Do you know about credit utilization? It is the unused portion of your credit card. The higher the unused portion of the card, the better your credit score will become. As general advice, you should use less than 30% of your card’s limit. The lower your credit utilization rate is, the better. 

A surefire way to bring your credit utilization down is to pay more than the minimum balance due of the card. You can do this in two ways: pay down the balance before the billing cycle ends or pay several times throughout the month to keep the balance low. 

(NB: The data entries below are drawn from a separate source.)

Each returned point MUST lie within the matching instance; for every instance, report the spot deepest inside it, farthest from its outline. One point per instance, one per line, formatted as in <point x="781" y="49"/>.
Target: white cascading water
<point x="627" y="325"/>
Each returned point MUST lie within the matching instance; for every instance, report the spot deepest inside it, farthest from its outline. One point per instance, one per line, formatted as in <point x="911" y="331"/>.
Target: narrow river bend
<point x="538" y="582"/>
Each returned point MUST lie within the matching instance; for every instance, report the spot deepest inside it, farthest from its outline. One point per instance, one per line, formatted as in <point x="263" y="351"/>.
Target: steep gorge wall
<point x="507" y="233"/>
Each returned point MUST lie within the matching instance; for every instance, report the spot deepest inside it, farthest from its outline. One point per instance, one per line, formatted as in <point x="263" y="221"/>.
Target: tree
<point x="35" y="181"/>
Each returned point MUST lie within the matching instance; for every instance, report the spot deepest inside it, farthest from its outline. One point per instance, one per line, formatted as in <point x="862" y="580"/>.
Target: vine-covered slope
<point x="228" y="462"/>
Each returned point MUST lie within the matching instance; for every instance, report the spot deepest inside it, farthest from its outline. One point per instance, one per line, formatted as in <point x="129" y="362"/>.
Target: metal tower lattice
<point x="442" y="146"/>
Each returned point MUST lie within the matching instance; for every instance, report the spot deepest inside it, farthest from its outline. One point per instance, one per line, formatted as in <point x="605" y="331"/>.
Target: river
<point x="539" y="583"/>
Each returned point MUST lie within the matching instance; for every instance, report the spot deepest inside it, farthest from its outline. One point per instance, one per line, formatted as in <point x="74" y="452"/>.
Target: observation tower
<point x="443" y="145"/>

Ask for Higher Credit Limits

So, you cannot pay the balance in full yet. The perfect solution is to ask the credit card company to increase your limit. The balance stays the same, but the limit increases. This will improve your credit utilization rate. However, you can only request a higher credit limit if you prove that your financial situation has improved through a higher salary. 

Pay Bills on Time

There is no worse thing to do on your credit report than not paying your bills on time. No matter what you do to improve your credit score, this will not be enough if you pay late. Late payments can stay on your credit report for more than seven years. 

Did you miss a payment? Call the creditor immediately if you miss a payment for more than 30 days because this allows them to report it to the credit bureau. Promise to pay the due immediately and ask if they consider not reporting the missed payment. 

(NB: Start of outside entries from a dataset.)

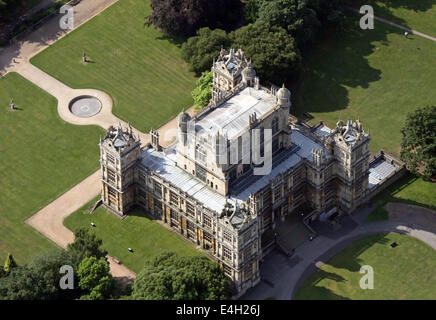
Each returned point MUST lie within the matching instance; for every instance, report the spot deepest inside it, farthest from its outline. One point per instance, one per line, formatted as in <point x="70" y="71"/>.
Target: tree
<point x="183" y="17"/>
<point x="86" y="244"/>
<point x="39" y="279"/>
<point x="418" y="148"/>
<point x="200" y="50"/>
<point x="172" y="277"/>
<point x="272" y="49"/>
<point x="251" y="10"/>
<point x="203" y="91"/>
<point x="9" y="263"/>
<point x="95" y="278"/>
<point x="296" y="16"/>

Dispute Erroneous Entries in the Credit Report

You will be surprised to realize there could be a lot of erroneous entries in your credit report. This happens when you don’t check your credit report regularly. For example, you’ve already paid a debt, but it hasn’t been crossed out from your credit report. That could be why you have a lower-than-average credit score despite already clearing out most of your debts. 

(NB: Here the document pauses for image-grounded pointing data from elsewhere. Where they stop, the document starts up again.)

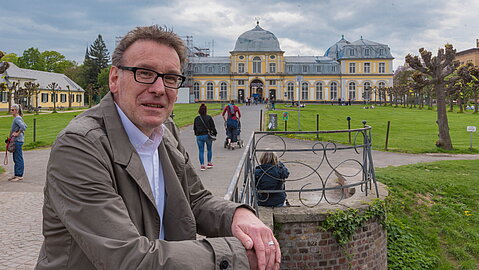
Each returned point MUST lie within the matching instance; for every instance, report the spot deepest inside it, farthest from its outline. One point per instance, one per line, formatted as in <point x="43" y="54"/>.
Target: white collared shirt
<point x="147" y="148"/>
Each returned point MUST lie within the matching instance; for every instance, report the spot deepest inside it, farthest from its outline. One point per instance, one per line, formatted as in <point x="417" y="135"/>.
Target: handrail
<point x="323" y="178"/>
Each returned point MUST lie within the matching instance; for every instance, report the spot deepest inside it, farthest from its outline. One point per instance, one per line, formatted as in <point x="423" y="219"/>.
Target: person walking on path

Someone else’s credit activity could have been mixed with yours. Make sure that all entries in your report are yours. If you see negative information that is not yours or is too old to be included in the report, write the credit bureau and have it slashed out of your report. 

Remember that it takes some time to remove an entry from your credit report, so you’ll wait for a long time before seeing an improvement in your credit score. Most credit bureaus have 30 days to investigate a dispute. You should keep in touch with the bureau to monitor the process. 

Remove Collections Accounts

A collections account is a serious negative mark on your credit report. It means you haven’t paid a debt to the point that the lender had to pass it to a collection agency. Talk with the collector if it is possible to settle the debt without them reporting it to the credit bureau. Of course, a plea doesn’t always work, but it’s worth a try to have a collection eliminated from your credit report. 

This works fast to improve your credit score. Once the collection agency reports that the debt has been paid off, the credit bureau will remove it from your record. That will give you a higher credit score. If you haven’t settled the total amount of the debt, you can still ask the collection agency to report that you have negotiated the payment terms. 


It is not impossible to improve your credit score. There are many ways to do it. However, the first thing you have to remember is not to let your credit score go bad. If you pay your dues on time, don’t spend more than you should, and don’t maximize your credit limit, you shouldn’t have a hard time maintaining your credit score above the average level and thereby become eligible for low-interest rates.